The trouble with a divine Jesus is that his followers don’t
even bother trying to follow him. The problem with a divine Jesus is that those
who bear his name focus more on worshipping him in his divinity than on
following him on his human path. Take a look at the front of your bulletin
today. You’ll see a picture of people actually following Jesus back in the day,
doing the very things he did. Beneath the picture is the following quotation
from Richard Rohr, which says much better than I have the trouble with a divine
Jesus:
“We worshipped Jesus instead of following him on his same path.
We made Jesus into a mere religion
instead of a journey toward union with God and everything else. This shift made us into a religion of belonging and believing instead of a
religion of transformation.”
And the second quotation
comes from Robin Meyers:
“Consider
this: there is not a single word in Jesus’ Sermon on the
Mount about what to believe; only words about what we should do.
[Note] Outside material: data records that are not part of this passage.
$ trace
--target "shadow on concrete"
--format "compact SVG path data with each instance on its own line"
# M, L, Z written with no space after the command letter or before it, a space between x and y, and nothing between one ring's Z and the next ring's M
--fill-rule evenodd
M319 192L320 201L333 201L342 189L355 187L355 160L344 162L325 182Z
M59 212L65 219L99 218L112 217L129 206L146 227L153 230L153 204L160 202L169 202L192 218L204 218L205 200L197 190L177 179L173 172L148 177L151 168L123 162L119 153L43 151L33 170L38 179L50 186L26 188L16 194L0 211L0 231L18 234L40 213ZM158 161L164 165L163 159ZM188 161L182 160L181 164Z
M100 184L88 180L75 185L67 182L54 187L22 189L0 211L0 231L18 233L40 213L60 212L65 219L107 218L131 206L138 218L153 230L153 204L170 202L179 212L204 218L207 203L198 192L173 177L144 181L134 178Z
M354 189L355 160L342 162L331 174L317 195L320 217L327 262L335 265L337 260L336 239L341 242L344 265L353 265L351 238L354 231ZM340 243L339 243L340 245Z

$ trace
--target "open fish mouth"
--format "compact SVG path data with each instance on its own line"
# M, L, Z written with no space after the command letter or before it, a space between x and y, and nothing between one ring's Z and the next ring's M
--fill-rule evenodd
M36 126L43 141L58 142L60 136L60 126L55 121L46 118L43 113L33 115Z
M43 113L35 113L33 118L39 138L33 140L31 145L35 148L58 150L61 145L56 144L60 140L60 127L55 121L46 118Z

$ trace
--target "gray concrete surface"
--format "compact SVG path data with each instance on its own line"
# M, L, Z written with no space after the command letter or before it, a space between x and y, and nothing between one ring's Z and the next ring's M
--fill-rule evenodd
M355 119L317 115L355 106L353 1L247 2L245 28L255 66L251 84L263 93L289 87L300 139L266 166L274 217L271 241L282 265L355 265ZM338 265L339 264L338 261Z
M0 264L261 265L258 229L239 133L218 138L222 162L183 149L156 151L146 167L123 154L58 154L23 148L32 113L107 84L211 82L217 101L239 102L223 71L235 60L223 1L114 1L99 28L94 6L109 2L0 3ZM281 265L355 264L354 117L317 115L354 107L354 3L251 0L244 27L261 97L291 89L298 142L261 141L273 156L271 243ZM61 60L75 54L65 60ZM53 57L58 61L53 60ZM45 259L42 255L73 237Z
Yet just three centuries later, when the Nicene Creed became the
official oath of Christendom, there was not a single word in it about
what Christians should do, only words about what to believe.”
Mount about what to believe; only words about what we should do.
Yet just three centuries later, when the Nicene Creed became the
official oath of Christendom, there was not a single word in it about
what Christians should do, only words about what to believe.”
Folks, I don’t know if Jesus is merely human, divine, or
some mysterious combination of both. But I do what has happened to the vast
majority of his followers since the Council of Nicaea almost 1700 years ago.
Little by little, we’ve done less and less of the things Jesus did, and more
and more of very things he warned against. And I can’t help but wonder if at
least part of the reason for this huge gap between the actions of Jesus and the
actions of his followers is that we’ve become mere admirers of his divinity instead
of genuine followers of his path.
I’m guessing that if Jesus were
given the choice between us worshipping him or following his teachings, he’d
probably prefer that we follow his teachings.
“Good teacher,” the man asked him…Jesus replied, ‘Why
do you call me good…God alone is good.” Amen.